Le pic pétrolier n’implique pas nécessairement la disparition finale de toutes les réserves mondiales de pétrole, loin de là. Simplement, à partir du moment où la demande dépasse l’offre, ou que la quantité d’énergie nécessaire pour obtenir une baril de pétrole est supérieure à l’énergie que peut procurer le baril de pétrole en question, une destruction inévitable d’un mode de vie basé entièrement sur le pétrole et sur des produits du pétrole est inévitable. Il n’y a donc que deux façons de solutionner le problème: réduire la demande ou augmenter l’offre. Et puisque l’offre ne peut être réalistement augmentée à long terme, c’est à la demande qu’on s’attaque.

Dans cette optique, l’engagement qu’on demande aux pays de réduire leur dépense de CO2 n’aurait pas comme finalité une modification du climat. Le vrai but serait plutôt de réduire la demande et d’espérer amoindrir le choc pétrolier. Bref, de modifier durablement notre façon de vivre sans donner l’impression aux gens qu’ils en souffrent. On hausse les tarifs de l’énergie, on réduit nos déplacements, on diminue notre niveau de vie, mais c’est pour l’environnement. La nature, la planète, l’environnement, c’est glamour.

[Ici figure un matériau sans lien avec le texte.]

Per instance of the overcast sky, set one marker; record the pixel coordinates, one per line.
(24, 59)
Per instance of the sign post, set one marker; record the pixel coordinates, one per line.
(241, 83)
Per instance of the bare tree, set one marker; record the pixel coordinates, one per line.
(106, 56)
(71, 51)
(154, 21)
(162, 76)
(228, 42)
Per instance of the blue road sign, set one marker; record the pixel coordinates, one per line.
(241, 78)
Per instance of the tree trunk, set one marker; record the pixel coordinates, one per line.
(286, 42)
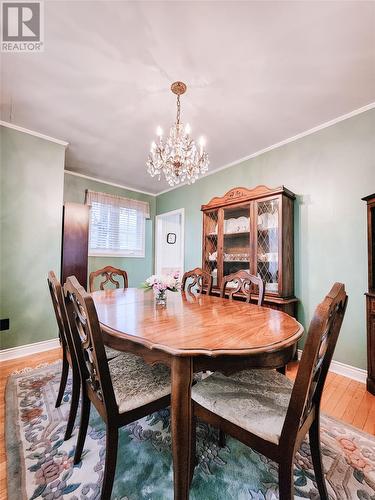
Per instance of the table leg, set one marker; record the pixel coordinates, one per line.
(182, 374)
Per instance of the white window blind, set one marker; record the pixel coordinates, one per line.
(117, 225)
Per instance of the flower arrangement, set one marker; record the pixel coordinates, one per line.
(160, 284)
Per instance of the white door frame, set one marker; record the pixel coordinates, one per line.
(157, 223)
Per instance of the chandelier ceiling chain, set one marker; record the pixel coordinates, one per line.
(177, 156)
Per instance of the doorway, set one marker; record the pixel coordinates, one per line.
(169, 244)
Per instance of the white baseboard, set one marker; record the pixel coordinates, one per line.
(349, 371)
(26, 350)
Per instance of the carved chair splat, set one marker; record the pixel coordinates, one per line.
(106, 384)
(109, 273)
(68, 353)
(244, 282)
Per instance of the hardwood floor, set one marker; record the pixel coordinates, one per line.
(6, 368)
(343, 398)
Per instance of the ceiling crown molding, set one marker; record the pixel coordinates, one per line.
(310, 131)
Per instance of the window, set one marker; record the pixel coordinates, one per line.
(117, 225)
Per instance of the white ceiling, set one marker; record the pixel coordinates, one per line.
(257, 73)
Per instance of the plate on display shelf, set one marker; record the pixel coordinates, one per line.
(243, 223)
(272, 287)
(229, 225)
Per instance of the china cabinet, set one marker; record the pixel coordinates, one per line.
(252, 229)
(370, 295)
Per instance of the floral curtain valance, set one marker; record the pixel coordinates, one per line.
(110, 199)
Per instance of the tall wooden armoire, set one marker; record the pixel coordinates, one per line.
(370, 295)
(75, 240)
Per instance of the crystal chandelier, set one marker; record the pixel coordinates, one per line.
(177, 156)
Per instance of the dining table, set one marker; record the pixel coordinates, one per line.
(194, 333)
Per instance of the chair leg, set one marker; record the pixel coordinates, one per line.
(316, 455)
(282, 370)
(64, 377)
(222, 439)
(110, 461)
(193, 459)
(286, 486)
(73, 405)
(85, 415)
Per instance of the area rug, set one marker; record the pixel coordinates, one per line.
(40, 461)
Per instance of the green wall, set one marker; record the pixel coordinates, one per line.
(32, 171)
(330, 171)
(138, 269)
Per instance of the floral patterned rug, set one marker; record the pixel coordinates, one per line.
(40, 461)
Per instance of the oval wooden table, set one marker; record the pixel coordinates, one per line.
(194, 333)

On peut souffrir, mais le sourire aux lèves!

Pour qu’une telle manipulation des institutions gouvernementales et internationales soit possible, il faut une certaine forme de cohésion entre les structures, ou une certaine ligne directrice de gens au fait du but réel des accords climatiques. Puisque le réchauffement causé par l’activité humaine n’est pas au rendez-vous, il faut trouver autre chose. En somme, c’est d’un complot qu’il s’agit. Mais les complots, on le sait, sont impossibles et n’existent que pour noircir une page du dictionnaire. Les complots sont impossibles, irréels, faux, mensongers, et ils n’existent que dans la tête d’individus malades en mal de sensations intellectuelles.

Jusqu’à ce qu’un pirate informatique russe s’attaque au bon serveur…  ou qu’un Galilée démontre que la Terre est bel et bien ronde.

Et si on osait un sens critique plus développé et qu’on s’attaquait à toutes les idées reçues, y compris celle voulant que l’homme soit responsable des modifications du climat?